Oleh Ali Aminulloh
Sabang, Aceh – Di tengah pesatnya laju digitalisasi dan kompleksitas isu global, peran akademisi sebagai agen perubahan dan pencerah semakin krusial. Sebuah perhelatan akbar Konferensi Internasional yang diselenggarakan oleh Asosiasi Dosen Kolaborasi Lintas Perguruan Tinggi (DKLPT) Provinsi Aceh pada Rabu, 23 Juli 2025, di Sabang, Aceh, menjadi bukti nyata bagaimana kolaborasi lintas negara dan lintas disiplin ilmu mampu menghasilkan gagasan-gagasan inspiratif demi masa depan yang berkelanjutan. Dosen Institut Agama Islam (IAI) Al Zaytun Indonesia turut membuktikan komitmennya dalam pengembangan ilmu pengetahuan dan pengabdian kepada masyarakat, dengan berpartisipasi aktif dalam forum bergengsi ini.
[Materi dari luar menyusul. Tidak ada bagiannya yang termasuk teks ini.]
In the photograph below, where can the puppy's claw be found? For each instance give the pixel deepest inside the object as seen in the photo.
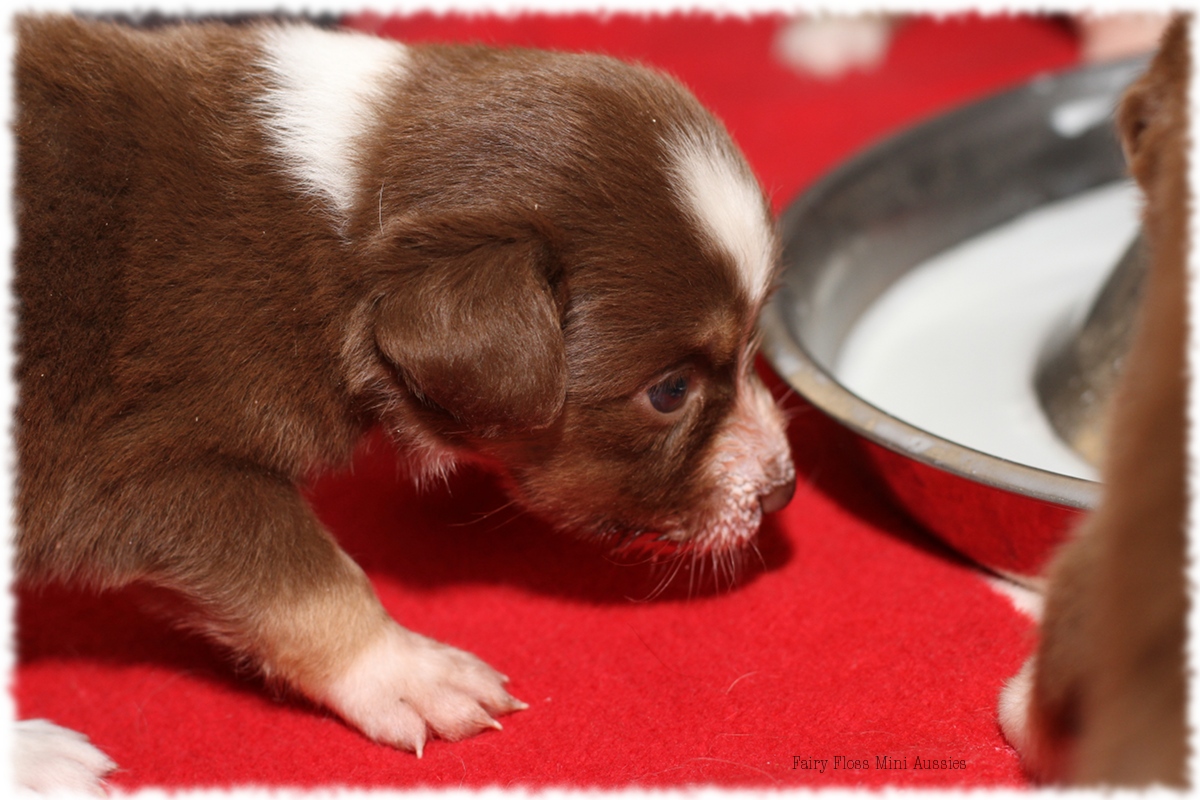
(405, 683)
Kolaborasi Internasional untuk Masa Depan Berkelanjutan
Konferensi Internasional yang bertajuk "Navigating the Challenges and Opportunities of Education in the Digital Era: Interdisciplinary Perspectives for a Sustainable Future" ini bukan sekadar ajang pertukaran gagasan, melainkan sebuah jembatan kolaborasi yang melibatkan tiga negara serumpun: Indonesia, Malaysia, dan Brunei Darussalam. Acara ini merupakan bagian dari program Pengabdian kepada Masyarakat (PkM) yang digagas oleh DKLPT Aceh, menunjukkan bahwa ilmu pengetahuan harus selalu membumi dan berdampak langsung pada kehidupan masyarakat.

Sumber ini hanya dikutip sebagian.